01-23-2016, 09:07 AM | #1 |
Enthusiast
Posts: 35
Karma: 28904
Join Date: Aug 2015
Device: none
|
A Do It Yourself "Read It Later" Service for Koreader
In addition to reading a lot of books, I read a lot of news. I love KOreader, and like to read using that tool as much as I can. I've experimented with a lot of tools: Pocket, Wallabag, Calibre, Calibre2OPDS, COPS and many more. But none of them provided the simple, seamless integration of my reading list with KOreader that I desired. So I pieced together my own using some really nice open source tools.
The tools: Syncthing I use Syncthing to sync my books between my computers and my devices running KOreader. I also use it to sync a lot of other things between devices. Syncthing is open source, peer-to-peer (no server required) sync software available for a wide variety of platforms. Even if you aren't interested in the "Read It Later" solution I describe in this post you should consider using Syncthing to sync your device(s) running KOreader. There is an Android app, instructions for Kindle Touch and just this week, thanks to tshering, a simple installer for Kobos running KSM. It should be fairly easy to put Syncthing on other e-reader devices. Even if you can't or don't want to install Syncthing on your device, you can use Syncthing for a very easy USB sync solution.

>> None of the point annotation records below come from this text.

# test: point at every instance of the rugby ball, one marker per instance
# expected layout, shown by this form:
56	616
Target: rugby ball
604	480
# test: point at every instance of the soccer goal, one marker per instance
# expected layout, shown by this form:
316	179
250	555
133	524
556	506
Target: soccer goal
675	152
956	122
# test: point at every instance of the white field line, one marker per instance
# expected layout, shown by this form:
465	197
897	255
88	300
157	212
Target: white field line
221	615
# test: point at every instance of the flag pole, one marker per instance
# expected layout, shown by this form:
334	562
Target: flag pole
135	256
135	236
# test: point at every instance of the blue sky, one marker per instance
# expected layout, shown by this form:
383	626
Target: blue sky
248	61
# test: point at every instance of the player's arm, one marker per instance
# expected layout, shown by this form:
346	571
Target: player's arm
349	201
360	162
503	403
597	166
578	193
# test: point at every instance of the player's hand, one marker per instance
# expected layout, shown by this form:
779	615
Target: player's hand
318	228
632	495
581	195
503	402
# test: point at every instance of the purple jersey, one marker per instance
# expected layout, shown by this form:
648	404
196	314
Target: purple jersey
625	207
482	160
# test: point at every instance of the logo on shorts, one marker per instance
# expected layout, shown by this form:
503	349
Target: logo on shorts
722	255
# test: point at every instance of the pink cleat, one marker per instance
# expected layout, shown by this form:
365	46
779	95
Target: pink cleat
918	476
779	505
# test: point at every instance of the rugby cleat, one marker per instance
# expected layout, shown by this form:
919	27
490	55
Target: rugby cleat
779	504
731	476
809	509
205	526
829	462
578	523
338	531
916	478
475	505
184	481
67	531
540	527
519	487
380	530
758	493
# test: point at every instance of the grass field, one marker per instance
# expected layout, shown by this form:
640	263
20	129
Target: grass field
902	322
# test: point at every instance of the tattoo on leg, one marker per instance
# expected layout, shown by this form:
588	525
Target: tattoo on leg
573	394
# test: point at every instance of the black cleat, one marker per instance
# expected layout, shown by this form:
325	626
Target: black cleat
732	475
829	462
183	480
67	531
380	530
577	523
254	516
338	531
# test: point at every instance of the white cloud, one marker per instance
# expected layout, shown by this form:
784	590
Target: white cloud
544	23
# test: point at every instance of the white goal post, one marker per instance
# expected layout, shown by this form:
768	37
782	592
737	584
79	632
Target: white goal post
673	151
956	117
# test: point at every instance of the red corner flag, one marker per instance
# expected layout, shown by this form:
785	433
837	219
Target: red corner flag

Five Filters Five Filters offers a variety of content-related tools that may be of interest. The one I use most heavily (and the one used in my "Read It Later" solution) is called "Push to Kindle". Don't worry, despite the name a Kindle is not required. If you submit the URL of web page to this tool, "Push to Kindle" creates a nicely formatted .epub, .mobi or .pdf which can be emailed to your Kindle device (hence the "Push to Kindle" name) or downloaded to your computer. (Note that if you prefer to run "Push to Kindle" on your own server, an open source release is coming soon. Pandoc (optional) Pandoc is an open source document converter. It is a very powerful (albeit complicated) tool. I use it as a backup to the Five Filters downloads, since for some unknown reason images are stripped from the Five Filters epubs. For some of the websites I follow, the images are very important (eg, financial charts) so I use Pandoc to generate epubs for them. The downside is that the outputted epubs are not nearly as pretty as their Five Filters counterparts. I'm sure that this could be fixed with stylesheets etc but I have not looked into this. Again, using Pandoc is entirely optional. It is available for a wide variety of platforms. If you need to install from source (this won't apply to most people), I recommend creating a "relocatable binary". A Simple Script Here is a simple script I wrote to use these tools together: Code:
#!/bin/bash # a simple script to download an epub version of a given web page from http://fivefilters.org/kindle-it/ # or (optionally) generate an epub version of the given web page using Pandoc (http://pandoc.org/) # change the next line to the absolute output path where you would like the epub to be saved inlcuding the trailing '/' savepath="$HOME/Documents/" # OPTIONAL: the absolute path to the list of domains for which you want epubs with images (less pretty output) # Use one fully qualified domain name (https://en.wikipedia.org/wiki/Fully_qualified_domain_name) per line. # Pandoc must be installed to use this feature. pandoclist="$HOME/.config/pandoclist" now=$(date +"%s") # store the current time url=$1 # store the input URL furl=${url#*://} # remove the 'http://' or 'https://' from the input URL domain=$( echo "$furl" |cut -d/: -f1 ) # get the domain for checking against Pandoc list # the next line contains the options to pass to Five Filters durl='http://fivefilters.org/kindle-it/send.php?context=download&format=epub&url=' durl+=$furl # construct the full URL of the epub request URL oname=$(basename $url) # save the last part of the URL, which we will use to name the epub oname="${oname%.*}" # remove the file extension (eg .html) oname+=-"$now" # add a timestamp to prevent overwriting of files with same name oname+='.epub' # add the .epub file extension to the output name opath=$savepath$oname # define the absolute path to the output file if grep -Fxq $domain $pandoclist # check for match in the Pandoc list then pandoc -r html $url -t epub -o $opath # generate the epub and store it in the specified directory else wget -b -q $durl -O $opath # download the epub and store it in the specified directory fi
Now, at the press of a couple of buttons on your computer, any URL you desire will be turned into an epub and automatically send to your KOreader device(s). Enjoy! Suggested improvements or alternative approaches welcome. Last edited by gummihuhn; 01-23-2016 at 09:10 AM. Reason: formatting |
01-24-2016, 06:26 AM | #2 |
Guru
Posts: 906
Karma: 149877
Join Date: Jul 2013
Location: Netherlands
Device: Cracked HiSenseA5ProCC, Cracked OnyxNotePro, Note5, Kobo Glo, Aura
|
I usually use rsync on linux. Had a look at pandoc quite some time ago. Is it already a viable solution for Latex to epub without loss of formatting?
|
Advert | |
|
01-24-2016, 08:05 AM | #3 |
Enthusiast
Posts: 35
Karma: 28904
Join Date: Aug 2015
Device: none
|
rsync is a nice tool, which I use a lot. But once you want to do two-way sync and/or more than two devices are involved, I find Syncthing works really well.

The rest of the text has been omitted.